The Earth Departure Stage (EDS) was the name given to the proposed second stage of the Block 2 Space Launch System. The EDS was intended to boost the rocket's payload into a parking orbit around the Earth and from there send the payload out of low Earth orbit to its destination in a manner similar to that of the S-IVB rocket stage used on the Saturn V rockets that propelled the Apollo spacecraft to the Moon. Its development was initially put on hold until stages capable for Mars are required. It was eventually cancelled in favor of Exploration Upper Stage.

==Ares V==

===Design===
The EDS used on the cancelled Ares V would have been propelled by a single J-2X main engine fuelled with liquid oxygen (LOX) and liquid hydrogen (LH_{2}), and was to have been designed at NASA's Marshall Space Flight Center in Huntsville, Alabama as part of Project Constellation. Originally, the stage would have been based on the Space Shuttle's external tank, and would have used two J-2X engines, while the Ares V core booster would have used five RS-25 engines and two 5-segment Solid Rocket Boosters during the first eight minutes of flight. When the Ares V was then redesigned around the use of five (later six) RS-68B rocket engines used on the Delta IV Heavy as of 2019, the EDS was then redesigned using only a single J-2X engine and a common bulkhead, thus in its final design, the EDS resembled an oversized S-IVB, but with the capability of on-site storage (using new propellant storage techniques along with a "loiter skirt" containing solar panels for electricity) for up to 4 days, something impossible with the old S-IVB.

===Mission===
Launched on the Ares V rocket, the EDS with its Altair payload would not have become active until the six RS-68 engines cut off, and the Ares V core was jettisoned to burn up in Earth's atmosphere. Upon separation using the on-board staging and ullage motors, the single J-2X engine would then have fired at full thrust to place itself and the Altair into a low Earth orbit until it was retrieved, via a separate launch on an Ares I, by the Orion MPCV and its four-person astronaut crew.

Once the Orion was docked with the Altair and its systems were checked out, the crew was to jettison the loiter skirt and then fire the J-2X engine for a second time, this time at 80% rated thrust, for trans-lunar injection (TLI).
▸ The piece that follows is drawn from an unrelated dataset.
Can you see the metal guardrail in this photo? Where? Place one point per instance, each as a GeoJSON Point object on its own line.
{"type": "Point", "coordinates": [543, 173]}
Unlike the S-IVB, which propelled the Apollo spacecraft and its three-man crew in a forward-facing motion, the EDS would have fired with the crew facing the EDS. This "eyeballs out" type of flying would be similar to the flight profile of the proposed, but never flown Manned Venus Flyby, from the cancelled Apollo Applications Program of the late 1960s.

When TLI was completed and the EDS was shut down for the last time, it would then have been jettisoned to fly into a heliocentric orbit, or in a manner similar to that employed by NASA from Apollo 13 to Apollo 17, it may have been deliberately crashed into the lunar surface to help scientists calibrate sensitive seismometers placed on the lunar surface by either astronauts on lunar sortie flights or by uncrewed robotic probes.

==Space Launch System==
When the Ares program was cancelled in favor of the Space Launch System, the EDS was considered as a second stage for the Block 1B SLS. This version of the stage would have been about 80 ft long and equipped with one to three J-2X engines. Technological development of the J-2X was expected to take considerably more time, so the EDS was dropped in favor of the Exploration Upper Stage, which will use the much lower-thrust but already-developed RL10. According to NASA, the J-2X will be overpowered for the Artemis program; its development has been put on hold until stages capable of transferring heavy payloads to Mars are required (expected in the 2030s). The EUS itself was cancelled in February 2026 in favour of using the Centaur V.